Stop relying on hope-based deployments for your infrastructure. This guide, originally published on devopsstart.com, explores how to build a professional IaC testing pyramid using TFLint, Terraform's native test framework, and Terratest.
Introduction
Most DevOps engineers treat Infrastructure as Code (IaC) like a script rather than software. You write your HCL or YAML, run a terraform plan to see if it looks right, and then pray that the terraform apply doesn't destroy a production database because of a misplaced dependency. This "hope-based deployment" strategy works when you're managing three servers, but it fails catastrophically at scale. In environments with >100 modules across multiple clouds, a single typo in a variable can trigger a cascade of resource deletions.

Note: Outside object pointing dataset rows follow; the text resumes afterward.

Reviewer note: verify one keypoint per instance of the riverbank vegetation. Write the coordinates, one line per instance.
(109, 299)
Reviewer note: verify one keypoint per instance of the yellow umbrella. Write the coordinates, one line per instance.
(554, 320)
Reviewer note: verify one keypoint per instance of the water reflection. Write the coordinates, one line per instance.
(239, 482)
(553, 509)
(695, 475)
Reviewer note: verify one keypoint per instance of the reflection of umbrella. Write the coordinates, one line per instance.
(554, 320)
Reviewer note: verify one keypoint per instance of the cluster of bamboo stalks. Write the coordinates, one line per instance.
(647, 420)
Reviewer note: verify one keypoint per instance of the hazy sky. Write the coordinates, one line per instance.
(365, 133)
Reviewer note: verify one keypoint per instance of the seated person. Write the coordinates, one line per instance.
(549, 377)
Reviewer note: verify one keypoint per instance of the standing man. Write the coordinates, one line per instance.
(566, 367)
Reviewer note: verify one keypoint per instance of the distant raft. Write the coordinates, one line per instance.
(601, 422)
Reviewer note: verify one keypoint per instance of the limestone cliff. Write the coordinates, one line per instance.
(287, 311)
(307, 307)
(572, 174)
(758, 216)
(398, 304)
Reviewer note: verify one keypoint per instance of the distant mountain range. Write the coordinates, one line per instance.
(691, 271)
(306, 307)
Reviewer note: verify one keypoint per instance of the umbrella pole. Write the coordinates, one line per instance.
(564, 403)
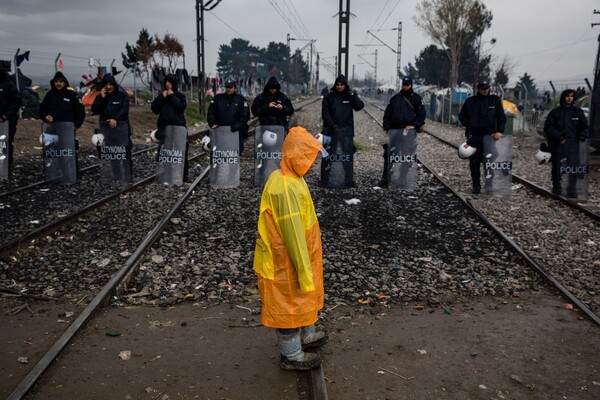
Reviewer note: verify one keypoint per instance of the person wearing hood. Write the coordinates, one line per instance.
(170, 106)
(112, 106)
(61, 104)
(481, 115)
(337, 106)
(404, 111)
(288, 256)
(230, 109)
(565, 127)
(272, 107)
(10, 102)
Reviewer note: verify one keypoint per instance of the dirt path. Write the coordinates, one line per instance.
(526, 347)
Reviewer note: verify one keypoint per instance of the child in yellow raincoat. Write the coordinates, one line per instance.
(288, 258)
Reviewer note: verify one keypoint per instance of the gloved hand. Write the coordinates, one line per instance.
(154, 136)
(205, 141)
(323, 139)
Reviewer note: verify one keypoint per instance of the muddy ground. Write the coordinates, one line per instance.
(531, 346)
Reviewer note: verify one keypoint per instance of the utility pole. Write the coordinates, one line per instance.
(398, 56)
(317, 74)
(309, 59)
(344, 27)
(594, 114)
(200, 8)
(397, 52)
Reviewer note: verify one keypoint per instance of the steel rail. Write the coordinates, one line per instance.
(51, 227)
(104, 294)
(532, 263)
(535, 187)
(117, 283)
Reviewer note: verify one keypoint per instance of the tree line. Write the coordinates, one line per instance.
(458, 55)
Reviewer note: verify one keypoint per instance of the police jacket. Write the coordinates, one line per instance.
(566, 123)
(288, 256)
(170, 108)
(62, 105)
(114, 106)
(337, 106)
(482, 115)
(226, 110)
(268, 115)
(399, 113)
(10, 98)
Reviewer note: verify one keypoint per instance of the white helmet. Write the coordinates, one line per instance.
(97, 139)
(543, 156)
(205, 141)
(269, 138)
(48, 139)
(466, 151)
(153, 136)
(323, 139)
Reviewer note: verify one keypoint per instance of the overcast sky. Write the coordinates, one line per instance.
(551, 40)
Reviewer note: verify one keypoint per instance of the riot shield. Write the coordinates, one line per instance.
(4, 149)
(224, 158)
(171, 155)
(574, 168)
(337, 167)
(402, 153)
(268, 140)
(115, 153)
(497, 166)
(59, 153)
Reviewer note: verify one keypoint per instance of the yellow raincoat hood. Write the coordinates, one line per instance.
(288, 254)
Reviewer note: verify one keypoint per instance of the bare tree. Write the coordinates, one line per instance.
(171, 49)
(502, 71)
(453, 24)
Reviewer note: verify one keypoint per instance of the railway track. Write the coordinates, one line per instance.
(207, 234)
(573, 218)
(118, 281)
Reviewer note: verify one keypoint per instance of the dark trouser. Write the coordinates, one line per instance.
(564, 155)
(386, 166)
(186, 163)
(476, 160)
(12, 132)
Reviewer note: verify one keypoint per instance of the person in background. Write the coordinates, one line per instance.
(338, 105)
(272, 107)
(61, 103)
(404, 111)
(565, 127)
(170, 105)
(112, 105)
(481, 115)
(288, 257)
(10, 102)
(230, 109)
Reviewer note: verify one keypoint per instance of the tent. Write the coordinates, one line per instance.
(510, 107)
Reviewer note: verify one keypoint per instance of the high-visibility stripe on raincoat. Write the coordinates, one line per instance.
(288, 257)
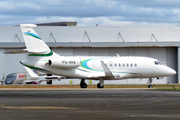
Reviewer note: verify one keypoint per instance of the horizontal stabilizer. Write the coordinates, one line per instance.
(107, 72)
(31, 73)
(16, 51)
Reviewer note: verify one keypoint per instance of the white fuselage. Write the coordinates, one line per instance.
(91, 68)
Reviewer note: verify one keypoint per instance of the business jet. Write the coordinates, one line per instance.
(41, 58)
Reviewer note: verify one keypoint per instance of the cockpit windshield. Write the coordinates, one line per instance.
(157, 63)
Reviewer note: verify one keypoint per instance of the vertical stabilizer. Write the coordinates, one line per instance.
(34, 44)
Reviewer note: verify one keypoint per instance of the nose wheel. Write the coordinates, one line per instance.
(100, 86)
(83, 84)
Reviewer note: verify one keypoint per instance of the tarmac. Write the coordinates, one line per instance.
(89, 104)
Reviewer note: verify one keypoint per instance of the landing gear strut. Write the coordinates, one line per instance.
(100, 84)
(49, 81)
(150, 80)
(83, 84)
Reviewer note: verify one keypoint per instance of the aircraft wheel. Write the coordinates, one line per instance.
(99, 86)
(84, 85)
(49, 82)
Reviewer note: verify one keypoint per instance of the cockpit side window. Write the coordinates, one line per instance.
(157, 62)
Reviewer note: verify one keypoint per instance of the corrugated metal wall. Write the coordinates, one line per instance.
(95, 34)
(168, 56)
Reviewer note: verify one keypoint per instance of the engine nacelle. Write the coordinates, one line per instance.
(65, 62)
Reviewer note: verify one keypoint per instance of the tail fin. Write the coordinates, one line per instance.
(34, 44)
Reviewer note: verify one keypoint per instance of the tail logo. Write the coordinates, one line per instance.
(32, 35)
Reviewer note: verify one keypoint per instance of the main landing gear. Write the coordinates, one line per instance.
(84, 85)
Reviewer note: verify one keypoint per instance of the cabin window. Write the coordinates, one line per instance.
(119, 65)
(135, 65)
(157, 63)
(110, 65)
(115, 64)
(127, 65)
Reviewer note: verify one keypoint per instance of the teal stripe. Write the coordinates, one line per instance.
(32, 35)
(42, 55)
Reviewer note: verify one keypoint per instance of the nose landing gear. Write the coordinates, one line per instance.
(100, 84)
(150, 86)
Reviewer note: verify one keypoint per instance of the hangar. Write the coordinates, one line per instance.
(67, 39)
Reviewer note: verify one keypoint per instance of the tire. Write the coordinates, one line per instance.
(84, 85)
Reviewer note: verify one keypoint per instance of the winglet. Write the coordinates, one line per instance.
(107, 72)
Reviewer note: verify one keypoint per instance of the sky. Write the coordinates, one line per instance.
(91, 12)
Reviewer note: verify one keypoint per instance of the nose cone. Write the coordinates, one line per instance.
(170, 71)
(9, 81)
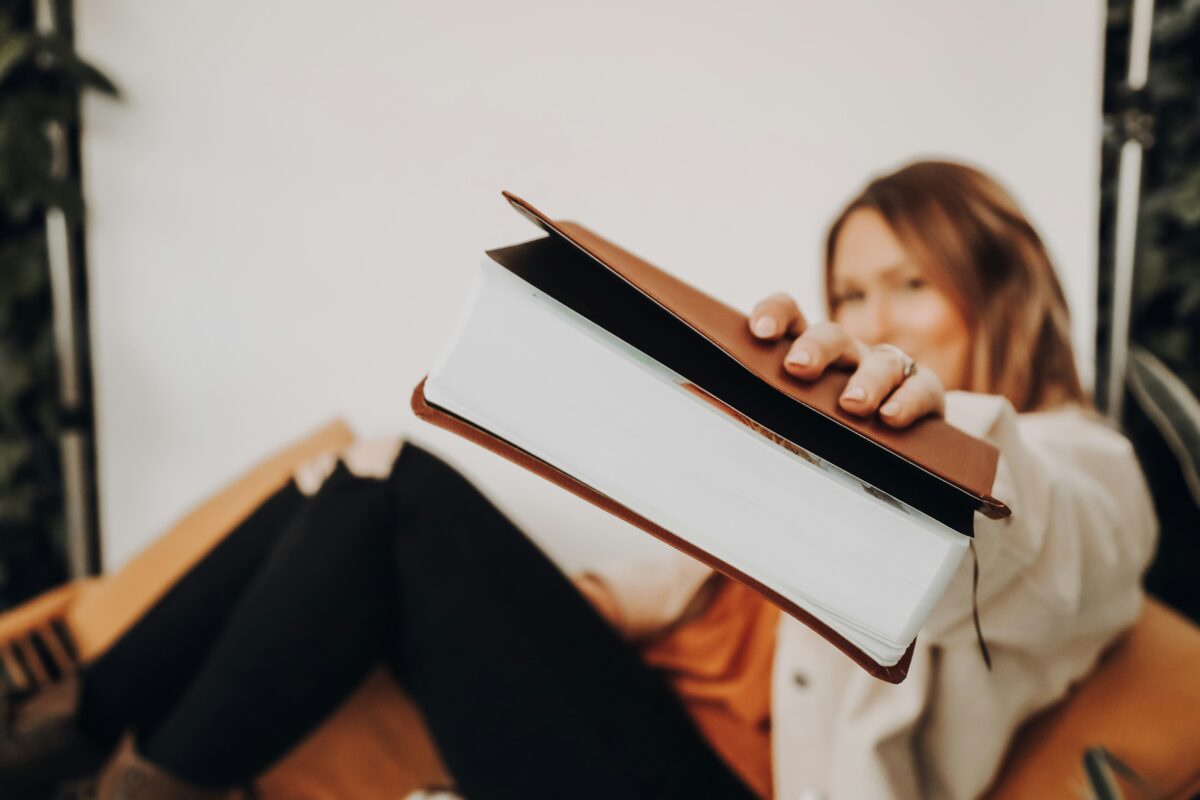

Testing IaC is fundamentally different from testing application code. You aren't just checking logic in a virtual machine; you're interacting with real cloud APIs that have latency, rate limits and cost implications. To solve this, you need a structured approach that moves from fast, cheap checks to slow, expensive validations.
In this guide, you'll learn how to implement a professional IaC testing pyramid. We will move from static analysis and linting to the native terraform test framework introduced in Terraform v1.6.0, and finally to full integration testing with Terratest. By the end, you'll have a blueprint for a CI/CD pipeline that catches security vulnerabilities and logic errors before a single cloud resource is actually provisioned.
The IaC Testing Pyramid: Static Analysis and Linting
The base of your testing pyramid must be static analysis. These tests are fast because they don't require a provider connection or a cloud account. They analyze the code as text or an abstract syntax tree. If you rely solely on integration tests, your feedback loop will take 20 minutes per commit and your cloud bill will spike.
The first line of defense is terraform validate. Built into the core binary, it checks for internal consistency, such as whether you've omitted required arguments or used invalid attribute names. However, validation is not linting. To ensure your code follows best practices, you need tflint. It catches provider-specific errors that terraform validate misses, such as using an invalid EC2 instance type for a specific AWS region.
Beyond syntax, you need security scanning. Tools like checkov or tfsec scan your code for common misconfigurations, such as S3 buckets with public read access or security groups allowing SSH (port 22) from 0.0.0.0/0. This is where you prevent the security incident before it becomes a ticket.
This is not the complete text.